Серафима усмехнулась.
- Вот же привязался. Хоть разорвись, а доложи.
Вон богу не докладывают - творят. А я, стерва, я должна, вроде как мне позор поласкаться. Уж в самый уголок заползла, хворая, никому не мешаю. Это хорошо, тогда рубашку на себе порвала, а то ножом бы себя полоснула: остервенела. Люди удержали. Так в чужое-то лезть, выволакивать. Когда скотину волокут, страшно смотреть, а человек если сорвется, с него законы не спрашивай. Он же, после той занавески, спокойно по улице шел. А ты по кустам шастал. Видела. И в подворотни заглядывал. Кого-то ловил. Я тогда сама бы тебе сказала. Да чего-то испугалась. Придет, бутылочку принесет. Что же, мне караул кричать?
- Я его не трогал.

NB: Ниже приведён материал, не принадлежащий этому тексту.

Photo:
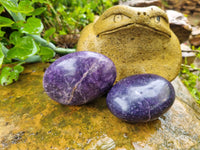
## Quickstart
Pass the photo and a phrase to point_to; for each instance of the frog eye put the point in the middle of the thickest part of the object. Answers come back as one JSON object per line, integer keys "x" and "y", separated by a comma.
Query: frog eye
{"x": 157, "y": 19}
{"x": 117, "y": 18}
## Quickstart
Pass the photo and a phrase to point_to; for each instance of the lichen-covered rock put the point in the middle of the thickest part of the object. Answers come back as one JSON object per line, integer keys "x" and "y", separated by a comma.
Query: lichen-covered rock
{"x": 195, "y": 37}
{"x": 179, "y": 25}
{"x": 188, "y": 56}
{"x": 137, "y": 39}
{"x": 140, "y": 98}
{"x": 79, "y": 77}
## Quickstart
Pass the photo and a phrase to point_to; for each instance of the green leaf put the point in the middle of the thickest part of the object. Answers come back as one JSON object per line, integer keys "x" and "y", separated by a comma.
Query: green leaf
{"x": 15, "y": 37}
{"x": 25, "y": 48}
{"x": 4, "y": 22}
{"x": 9, "y": 75}
{"x": 10, "y": 5}
{"x": 1, "y": 54}
{"x": 38, "y": 11}
{"x": 25, "y": 6}
{"x": 46, "y": 53}
{"x": 33, "y": 26}
{"x": 49, "y": 32}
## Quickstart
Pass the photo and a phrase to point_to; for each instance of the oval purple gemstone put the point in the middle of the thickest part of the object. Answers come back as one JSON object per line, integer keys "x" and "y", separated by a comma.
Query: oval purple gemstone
{"x": 141, "y": 98}
{"x": 79, "y": 77}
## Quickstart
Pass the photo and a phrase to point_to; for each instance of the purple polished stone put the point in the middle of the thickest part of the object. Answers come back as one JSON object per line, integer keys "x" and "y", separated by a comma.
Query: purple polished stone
{"x": 79, "y": 77}
{"x": 141, "y": 98}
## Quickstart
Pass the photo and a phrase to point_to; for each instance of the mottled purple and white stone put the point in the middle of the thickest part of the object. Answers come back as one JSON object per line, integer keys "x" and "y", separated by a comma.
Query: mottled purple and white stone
{"x": 141, "y": 98}
{"x": 79, "y": 77}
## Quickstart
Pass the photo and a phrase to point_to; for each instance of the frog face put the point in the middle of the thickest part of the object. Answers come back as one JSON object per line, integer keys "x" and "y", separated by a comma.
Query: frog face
{"x": 122, "y": 17}
{"x": 138, "y": 40}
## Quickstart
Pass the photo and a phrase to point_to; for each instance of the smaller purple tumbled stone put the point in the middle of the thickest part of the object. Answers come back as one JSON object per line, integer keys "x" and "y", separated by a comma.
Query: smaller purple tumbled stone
{"x": 79, "y": 77}
{"x": 140, "y": 98}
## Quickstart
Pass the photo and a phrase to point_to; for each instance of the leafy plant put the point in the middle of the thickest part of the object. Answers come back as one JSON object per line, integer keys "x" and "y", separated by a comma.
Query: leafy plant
{"x": 190, "y": 75}
{"x": 20, "y": 38}
{"x": 71, "y": 16}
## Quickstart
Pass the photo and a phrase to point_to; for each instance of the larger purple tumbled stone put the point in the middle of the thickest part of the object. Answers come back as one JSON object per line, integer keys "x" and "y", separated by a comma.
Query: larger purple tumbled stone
{"x": 141, "y": 98}
{"x": 79, "y": 77}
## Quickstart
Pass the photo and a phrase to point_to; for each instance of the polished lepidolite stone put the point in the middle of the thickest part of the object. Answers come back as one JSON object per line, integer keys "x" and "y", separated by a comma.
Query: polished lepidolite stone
{"x": 79, "y": 77}
{"x": 141, "y": 98}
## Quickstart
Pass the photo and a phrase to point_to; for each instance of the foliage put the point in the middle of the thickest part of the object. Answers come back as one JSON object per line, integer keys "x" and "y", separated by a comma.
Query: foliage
{"x": 190, "y": 76}
{"x": 71, "y": 16}
{"x": 20, "y": 39}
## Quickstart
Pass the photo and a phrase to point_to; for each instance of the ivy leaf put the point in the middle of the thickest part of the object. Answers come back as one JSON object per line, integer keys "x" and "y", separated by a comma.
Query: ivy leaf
{"x": 25, "y": 6}
{"x": 9, "y": 75}
{"x": 46, "y": 53}
{"x": 5, "y": 22}
{"x": 33, "y": 26}
{"x": 25, "y": 48}
{"x": 1, "y": 54}
{"x": 15, "y": 37}
{"x": 10, "y": 5}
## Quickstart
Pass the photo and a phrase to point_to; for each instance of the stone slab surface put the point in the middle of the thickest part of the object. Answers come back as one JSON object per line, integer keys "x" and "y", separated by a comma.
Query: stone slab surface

Сам метпулся.
- Любовь-то, она простенькая, как девочка. Ее, милую, жалеть и беречь. А нам что досталось? На ураганах все соломки разнесло.
- Оно так,- сказал Стройкой.
- Каждому своя пустошка отмерена. Что посеешь, то и пожнешь. А мою, Алексей Иванович, злые люди засеяли. Слезами-то глаза выжгла. Ничего-то уж и не вижу. Как слепая. Слепой-то и подсеяли. Горькое-то никто не хочет жрать. На -тебе! Вот ждала: на сгорелом травка взойдет, вот зацветет. А колосок какой? Головня.
Не ты ешь, а она ядом ест. Ко мне тут женушка Елагина заходила. Ей всякая услада доступна, только помани.
А я поманю - и ничего нет. Пуще хвораю. Кровь моя холодная. Солнышка над моей жизнью не было. Вон Астафий-то, как тетерев с зимы, и затоковал возле Феньки. Бывало, она поздно от тетки идет, а он в олешнику караулит. Раз подкралась я, сзади, за космы схватила - да об ольху лбом. Сама-то верть - и на тропку.
Домой прихожу, а он сладко так спит. А кого же это я лбом об ольху? На другой день, слышу, мужики у амбара разговаривают: "Никита встать не может. Вчерась, говорит, вечером метеором в лоб его звездануло". Вот кого.
Стройков засмеялся.
- Так Никиту?
- Тоже, тетерев... А Жигариха на фронте, подлая? - спросила Серафима про Феню.
- Ты полегче выражайся,- сразу охмурился Стройков.